Il nuovo dialogo tra scienza e politica in un mondo in continuo cambiamento: questo è il dibattito del convegno Scienza e Politica: un dialogo difficile ma indispensabile nella società odierna” organizzato dal Think Tank Trinità dei Monti, lo scorso mercoledì 17 gennaio, presso la sala convegni del Centro nazionale delle ricerche (CNR) a Roma. Un panel di confronto tra esperti e cittadini. Tra i relatori Elena Cattaneo senatrice a vita, biologa e farmacologa, l’ambasciatore Gabriele Checchia che in passato ha servito l’Italia presso la NATO e l’OCSE, il vice ambasciatore Ken O’Flaherty del Regno Unito e Pierluigi Testa presidente del Think Tank Trinità dei Monti. Il tutto è stato moderato da Mirella Orsi, Science Writer & Communicator.

Dopo i saluti istituzionali di Massimo Inguscio, presidente del CNR e quelli di Pierluigi Testa presidente del Think Tank, ad aprire il dibattito sul confronto politica e scienza è stata proprio Mirella Orsi. La dottoressa ha evidenziato come ci sia sempre stato un rapporto di diffidenza reciproca tra scienza e politica. Tuttavia, la Orsi ha sottolineato come in passato la collaborazione ha portato a grande benessere per la collettività. Lo ha fatto parlando dell’unita d’Italia del 1861. Infatti, a partire da allora, l’Italia è riesciuta a passare da essere uno Stato agricolo a uno con un tessuto industriale al pari di quello francese o tedesco già all’inizio del primo ventennio del XX Secolo.

A dare il quadro della situazione italiana, la Cattaneo ha portato la sua esperienza in Senato, constatando che l’investimento nella ricerca non è spesso visto dalla politica come rilevante.
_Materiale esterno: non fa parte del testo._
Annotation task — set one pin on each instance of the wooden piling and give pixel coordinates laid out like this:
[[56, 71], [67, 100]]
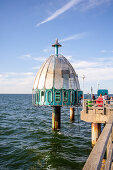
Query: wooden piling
[[96, 131], [72, 110], [56, 117]]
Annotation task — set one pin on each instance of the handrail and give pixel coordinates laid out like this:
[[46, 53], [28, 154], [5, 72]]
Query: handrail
[[95, 158]]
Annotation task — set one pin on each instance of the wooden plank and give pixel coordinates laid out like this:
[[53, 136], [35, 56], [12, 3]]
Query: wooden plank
[[95, 158], [110, 121], [109, 159]]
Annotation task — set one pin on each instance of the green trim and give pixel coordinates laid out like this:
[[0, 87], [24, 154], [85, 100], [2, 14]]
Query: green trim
[[72, 97]]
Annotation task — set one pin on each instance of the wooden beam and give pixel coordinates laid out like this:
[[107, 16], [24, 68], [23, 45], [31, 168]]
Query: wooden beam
[[109, 159], [95, 158]]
Una tematica di cui spesso ci si ricorda solo in campagna elettorale. Inoltre, ricordando l’articolo 33 della Costituzione, la senatrice ha rilevato come l’Italia sia ben lontana dalla soglia europea del 3% del PIL da investire nel finanziamento della ricerca. Questo fenomeno, al pari di altri, evidenzia come in Italia ci sia ancora una certa difficoltà nell’assimilare i fondi UE rispetto ad altri Stati membri, cosa che si risolve in una discontinuità dei progetti. Ricerca che non può avere un approccio saltuario nella richiesta dei fondi e che richiede invece continuità di anni.
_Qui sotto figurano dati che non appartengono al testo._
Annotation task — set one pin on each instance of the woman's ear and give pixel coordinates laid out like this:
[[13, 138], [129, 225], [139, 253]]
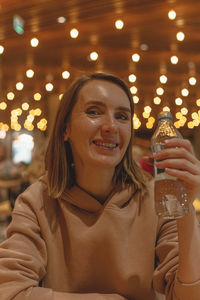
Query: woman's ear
[[66, 134]]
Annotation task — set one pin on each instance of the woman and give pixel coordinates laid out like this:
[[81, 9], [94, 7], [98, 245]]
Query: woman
[[88, 229]]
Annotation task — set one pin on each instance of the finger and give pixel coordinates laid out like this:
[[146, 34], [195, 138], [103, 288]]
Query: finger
[[148, 160], [179, 164], [191, 180], [177, 142], [176, 153]]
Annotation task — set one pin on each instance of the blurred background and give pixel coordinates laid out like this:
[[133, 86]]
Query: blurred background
[[153, 45]]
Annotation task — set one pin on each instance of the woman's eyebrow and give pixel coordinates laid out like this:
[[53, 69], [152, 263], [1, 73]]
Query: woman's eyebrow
[[96, 102]]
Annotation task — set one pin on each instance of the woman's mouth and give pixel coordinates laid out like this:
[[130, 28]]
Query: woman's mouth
[[105, 145]]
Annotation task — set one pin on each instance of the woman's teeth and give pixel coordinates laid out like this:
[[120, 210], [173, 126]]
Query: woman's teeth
[[106, 145]]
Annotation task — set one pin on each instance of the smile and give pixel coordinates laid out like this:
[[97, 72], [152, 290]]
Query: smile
[[106, 145]]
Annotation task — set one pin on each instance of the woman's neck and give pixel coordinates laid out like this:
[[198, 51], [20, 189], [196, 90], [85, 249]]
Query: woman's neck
[[97, 183]]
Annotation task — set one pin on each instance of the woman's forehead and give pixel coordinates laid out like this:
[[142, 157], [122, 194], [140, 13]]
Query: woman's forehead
[[98, 89]]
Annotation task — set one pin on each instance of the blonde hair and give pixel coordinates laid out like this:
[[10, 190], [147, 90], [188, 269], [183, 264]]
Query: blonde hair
[[59, 158]]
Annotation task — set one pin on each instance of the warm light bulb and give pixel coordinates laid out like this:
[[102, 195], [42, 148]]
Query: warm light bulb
[[3, 105], [65, 74], [136, 99], [61, 20], [37, 96], [25, 106], [49, 87], [19, 86], [74, 33], [180, 36], [147, 109], [133, 90], [30, 73], [34, 42], [192, 81], [184, 92], [166, 108], [159, 91], [132, 78], [157, 100], [163, 79], [135, 57], [174, 59], [172, 14], [184, 111], [94, 55], [178, 101], [10, 96], [198, 102], [119, 24], [1, 49]]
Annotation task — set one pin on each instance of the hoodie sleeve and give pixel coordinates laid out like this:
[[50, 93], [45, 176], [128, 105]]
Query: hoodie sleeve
[[23, 261], [165, 279]]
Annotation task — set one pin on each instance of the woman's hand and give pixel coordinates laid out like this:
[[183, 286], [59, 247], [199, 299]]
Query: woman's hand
[[178, 160]]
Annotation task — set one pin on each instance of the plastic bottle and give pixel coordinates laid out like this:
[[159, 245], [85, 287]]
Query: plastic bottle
[[171, 201]]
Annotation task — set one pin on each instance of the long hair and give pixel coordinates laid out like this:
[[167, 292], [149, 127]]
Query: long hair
[[59, 158]]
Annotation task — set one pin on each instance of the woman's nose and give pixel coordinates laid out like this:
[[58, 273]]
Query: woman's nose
[[109, 125]]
Sul tema della conflittualità tra scienza e politica, la senatrice ha catturato l’attenzione del pubblico parlando della legge 40, che disciplina la procreazione medicalmente assistita. La legge, impedisce l’uso e la conservazione degli embrioni anche quelli sovrannumerari, che di conseguenza non possono essere usati per ricavare cellule staminali utili alla ricerca per contrastare le malattie. Tuttavia, la legge è molto controversa (con varie sentenze della Corte Costituzionale) e non pone nessun limite all’uso di embrionali di altri Paesi. Così la ricerca italiana è costretta ad esportarne dall’estero, per fortuna senza un aggravio in termini di costi, grazie alla grande cooperazione del mondo della ricerca a livello europeo.
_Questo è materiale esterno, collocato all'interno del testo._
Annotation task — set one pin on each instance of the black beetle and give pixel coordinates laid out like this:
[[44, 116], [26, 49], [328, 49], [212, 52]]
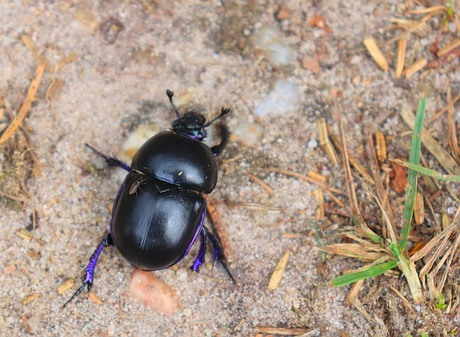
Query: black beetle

Sul tema scienza/cittadino, la Cattaneo ha esortato il mondo della ricerca al risveglio della propria responsabilità pubblica, così come sia sempre necessaria la comunicazione del ricercatore con il cittadino che, lo ha ricordato, è il committente e destinatario della finalità della ricerca. Per la senatrive ci deve essere «la necessità di riempire gli spazi della conoscenza con la conoscenza, che altrimenti diventano preda di ciarlatani o imbonitori come nel caso del metodo “Stamina” oppure il fenomeno del movimento “No vax”».

La Cattaneo ha concluso il suo intervento, focalizzandosi sulla necessità italiana di un Agenzia nazionale delle ricerche come in altri Paesi europei. Agenzia che abbia il compito di rompere il cordone ombelicale tra la politica e il ricercatore rimuovendo le pratiche clientelari. Il suo obiettivo è garantire che i soldi del cittadino siano spesi scegliendo, tra tutte le idee in competizione, quella migliore. Un’agenzia con la quale il ricercatore non abbia nulla a che vedere. Sull’aspetto dei bandi ci deve essere la necessità che siano accessibili a tutto il mondo della ricerca, senza porre restrizioni dovute all’ente che fa il bando, perché la ricerca è una sola e non importa se a contribuire siano membri del CNR o docenti universitari.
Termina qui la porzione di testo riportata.